We learn in Politico Magazine about
a program called Becoming a Man, a 16-year-old group therapy and mentoring program operating in dozens of Chicago schools. It aims to help young men like these learn impulse control—to think more slowly as a way of avoiding the reflexive anger that has led to the deaths of so many young people in Chicago—and learn skills and values that will guide them to productive lives after they graduate.
While with both public and private programs the concept is being implemented in a major way in Chicago
BAM and its sister program, Working on Womanhood, are part of a larger national trend. Urban schools from Oakland and San Francisco to Philadelphia are adopting social and emotional learning based on mounting evidence that kids in high-crime, poor neighborhoods need help coping with the after-effects of witnessing traumatic violence. While officials at the federal level talk about more muscular law enforcement as the solution to urban crime, these programs present a more affordable alternative that’s preventive, not punitive.

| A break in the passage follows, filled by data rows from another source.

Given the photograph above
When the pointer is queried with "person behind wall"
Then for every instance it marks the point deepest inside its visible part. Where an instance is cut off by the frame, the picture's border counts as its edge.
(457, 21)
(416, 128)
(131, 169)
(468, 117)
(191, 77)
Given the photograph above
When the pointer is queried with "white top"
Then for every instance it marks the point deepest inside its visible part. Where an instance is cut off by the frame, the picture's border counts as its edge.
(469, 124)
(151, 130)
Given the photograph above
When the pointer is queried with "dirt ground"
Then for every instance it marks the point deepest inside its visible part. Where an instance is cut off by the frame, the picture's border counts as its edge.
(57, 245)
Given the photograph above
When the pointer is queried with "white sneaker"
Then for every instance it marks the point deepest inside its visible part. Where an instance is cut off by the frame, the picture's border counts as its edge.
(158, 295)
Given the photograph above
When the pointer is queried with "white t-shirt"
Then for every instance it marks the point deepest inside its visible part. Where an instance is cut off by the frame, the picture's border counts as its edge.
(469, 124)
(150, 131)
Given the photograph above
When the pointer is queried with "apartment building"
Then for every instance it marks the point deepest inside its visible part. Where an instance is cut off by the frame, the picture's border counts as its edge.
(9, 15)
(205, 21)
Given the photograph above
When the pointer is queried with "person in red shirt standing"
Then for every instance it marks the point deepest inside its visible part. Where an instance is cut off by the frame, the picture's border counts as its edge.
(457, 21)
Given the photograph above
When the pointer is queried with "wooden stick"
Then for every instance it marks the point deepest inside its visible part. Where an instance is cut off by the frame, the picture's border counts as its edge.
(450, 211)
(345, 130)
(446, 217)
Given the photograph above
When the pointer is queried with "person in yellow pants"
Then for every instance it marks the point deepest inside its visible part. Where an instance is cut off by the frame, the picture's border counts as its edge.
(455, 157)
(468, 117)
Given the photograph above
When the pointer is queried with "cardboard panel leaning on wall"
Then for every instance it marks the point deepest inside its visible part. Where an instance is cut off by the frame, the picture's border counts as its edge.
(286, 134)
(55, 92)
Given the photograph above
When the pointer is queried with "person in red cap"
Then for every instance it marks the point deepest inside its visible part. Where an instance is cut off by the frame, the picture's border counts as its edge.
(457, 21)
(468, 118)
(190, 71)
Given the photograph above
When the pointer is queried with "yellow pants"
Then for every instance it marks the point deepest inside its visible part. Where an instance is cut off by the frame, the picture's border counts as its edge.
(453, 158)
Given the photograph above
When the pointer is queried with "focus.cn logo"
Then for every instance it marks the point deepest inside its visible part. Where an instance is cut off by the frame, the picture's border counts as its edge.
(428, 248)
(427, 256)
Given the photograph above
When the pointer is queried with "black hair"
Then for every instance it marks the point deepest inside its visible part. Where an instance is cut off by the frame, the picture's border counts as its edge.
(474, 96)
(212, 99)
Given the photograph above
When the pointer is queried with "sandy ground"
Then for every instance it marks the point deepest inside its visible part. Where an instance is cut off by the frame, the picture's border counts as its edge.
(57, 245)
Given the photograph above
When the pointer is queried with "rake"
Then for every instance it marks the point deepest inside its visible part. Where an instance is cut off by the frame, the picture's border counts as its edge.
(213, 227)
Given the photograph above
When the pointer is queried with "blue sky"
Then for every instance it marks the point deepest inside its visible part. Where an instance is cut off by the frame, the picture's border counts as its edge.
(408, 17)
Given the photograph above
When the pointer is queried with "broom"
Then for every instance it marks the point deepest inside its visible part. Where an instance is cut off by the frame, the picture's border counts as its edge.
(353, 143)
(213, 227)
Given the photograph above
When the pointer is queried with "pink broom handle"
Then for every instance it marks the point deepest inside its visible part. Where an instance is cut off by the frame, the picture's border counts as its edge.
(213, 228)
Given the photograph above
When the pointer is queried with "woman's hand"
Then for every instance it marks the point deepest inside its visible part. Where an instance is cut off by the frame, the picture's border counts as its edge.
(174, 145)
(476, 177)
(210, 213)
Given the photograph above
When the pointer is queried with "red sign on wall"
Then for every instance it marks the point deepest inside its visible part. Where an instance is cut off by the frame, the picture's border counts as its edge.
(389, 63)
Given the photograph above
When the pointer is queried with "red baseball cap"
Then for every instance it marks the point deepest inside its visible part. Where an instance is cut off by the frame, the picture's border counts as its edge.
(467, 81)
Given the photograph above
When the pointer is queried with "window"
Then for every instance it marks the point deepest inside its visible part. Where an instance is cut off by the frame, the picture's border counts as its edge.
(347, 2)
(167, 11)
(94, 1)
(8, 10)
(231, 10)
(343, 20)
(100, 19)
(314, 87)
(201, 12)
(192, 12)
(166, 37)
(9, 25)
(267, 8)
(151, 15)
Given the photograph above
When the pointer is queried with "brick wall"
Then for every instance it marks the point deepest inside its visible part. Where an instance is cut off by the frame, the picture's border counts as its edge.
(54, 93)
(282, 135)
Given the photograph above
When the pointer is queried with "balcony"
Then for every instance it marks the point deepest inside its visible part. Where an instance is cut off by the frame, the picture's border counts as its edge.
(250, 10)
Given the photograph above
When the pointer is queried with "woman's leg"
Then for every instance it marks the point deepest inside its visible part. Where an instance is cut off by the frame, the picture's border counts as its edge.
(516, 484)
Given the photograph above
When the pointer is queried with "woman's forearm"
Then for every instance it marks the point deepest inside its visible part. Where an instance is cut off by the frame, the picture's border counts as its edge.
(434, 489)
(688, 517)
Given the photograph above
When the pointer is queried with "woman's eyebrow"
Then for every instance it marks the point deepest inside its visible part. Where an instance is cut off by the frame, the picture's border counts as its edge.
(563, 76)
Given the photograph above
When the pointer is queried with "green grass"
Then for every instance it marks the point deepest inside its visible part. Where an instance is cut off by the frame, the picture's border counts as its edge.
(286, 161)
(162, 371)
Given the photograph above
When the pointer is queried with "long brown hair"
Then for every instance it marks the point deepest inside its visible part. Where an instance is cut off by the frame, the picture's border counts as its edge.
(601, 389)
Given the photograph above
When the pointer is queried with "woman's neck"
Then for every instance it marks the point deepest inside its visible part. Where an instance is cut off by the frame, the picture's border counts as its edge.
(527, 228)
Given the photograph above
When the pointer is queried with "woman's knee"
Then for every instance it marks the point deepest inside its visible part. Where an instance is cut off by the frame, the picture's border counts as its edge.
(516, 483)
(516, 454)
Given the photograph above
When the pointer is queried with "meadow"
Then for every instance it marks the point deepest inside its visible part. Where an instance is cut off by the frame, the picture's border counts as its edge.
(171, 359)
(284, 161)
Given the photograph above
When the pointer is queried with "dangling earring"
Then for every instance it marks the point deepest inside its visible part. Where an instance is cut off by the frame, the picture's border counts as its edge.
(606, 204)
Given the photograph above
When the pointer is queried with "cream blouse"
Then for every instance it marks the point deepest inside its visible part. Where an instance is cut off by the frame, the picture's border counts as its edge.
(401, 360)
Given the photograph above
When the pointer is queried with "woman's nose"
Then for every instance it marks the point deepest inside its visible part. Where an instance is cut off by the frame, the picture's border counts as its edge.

Explaining the critical need for such a program
“You can really expect, in schools in highly disadvantaged neighborhoods, that all the students are coping with something very traumatic,” says Micere Keels, a University of Chicago human development professor working on a trauma-responsive curriculum for the Chicago Public Schools. “There’s a growing awareness that [those] kids are coming to school struggling with cognitive, emotional, and behavioral disregulation because of stress.”
Stress, yes- but much more than stress. Reuters recently investigated
hidden lead hazards nationwide. Since last year, the news agency has identified more than 3,300 U.S. neighborhood areas with documented childhood lead poisoning rates double those found in Flint. Studies based on previously available data, surveying broad child populations across entire states or counties, usually couldn’t pinpoint these communities.
Despite decades of U.S. progress in curbing lead poisoning, millions of children remain at risk. Flint’s disaster is just one example of a preventable public health crisis that continues in hotspots coast to coast, Reuters has found...
The human development professor refers to "cognitive, emotional, and behavioral disregulation." Some of us call it by a different name: crime.
Three recent studies yet again demonstrate the link between a child's exposure to lead and later delinquent and criminal behavior. Perhaps most intriguing is the study of children in Rhode Island who were born between 1990 and 2004 who, Brookings explained
happened to live closer to busy roads within a neighborhood are more likely to have high blood lead levels, because the soil near those roads was still contaminated due to the use of leaded gasoline decades ago....
(Anna) Aizer and (Janet) Currie find that being exposed to higher levels of lead increases kids’ likelihood of suspension from school as well as (for boys) the probability of being incarcerated as juveniles. The magnitude of their estimates suggest that the reduction in lead exposure due to the switch to unleaded gasoline may indeed explain a substantial portion of the decline in crime in the 1990s and 2000s.
These studies tend to confirm earlier studies, as Kevin Drum has pointed out, "at the international level, the national level, the state level, the city level, and even the individual level. Lead helps destroy "gray matter in the parts of the brain that enable people to pay attention, regulate emotions and control impulses," not unlike the cognitive, emotional, and behavioral disregulation cited by Ph.D. Keels.
In February 2016 Drum, who has been out front on the crime-lead connection, wrote "So this is the choice before us: We can either attack crime at its root by getting rid of the remaining lead in our environment, or we can continue our current policy of waiting 20 years and then locking up all the lead-poisoned kids who have turned into criminals."
Programs such as those in Chicago demonstrate that there is a third option: counseling and lead mitigation. But we need to avoid the temptation of employing the former, sexier approach while erdicating the toxic material from anything that can affect children.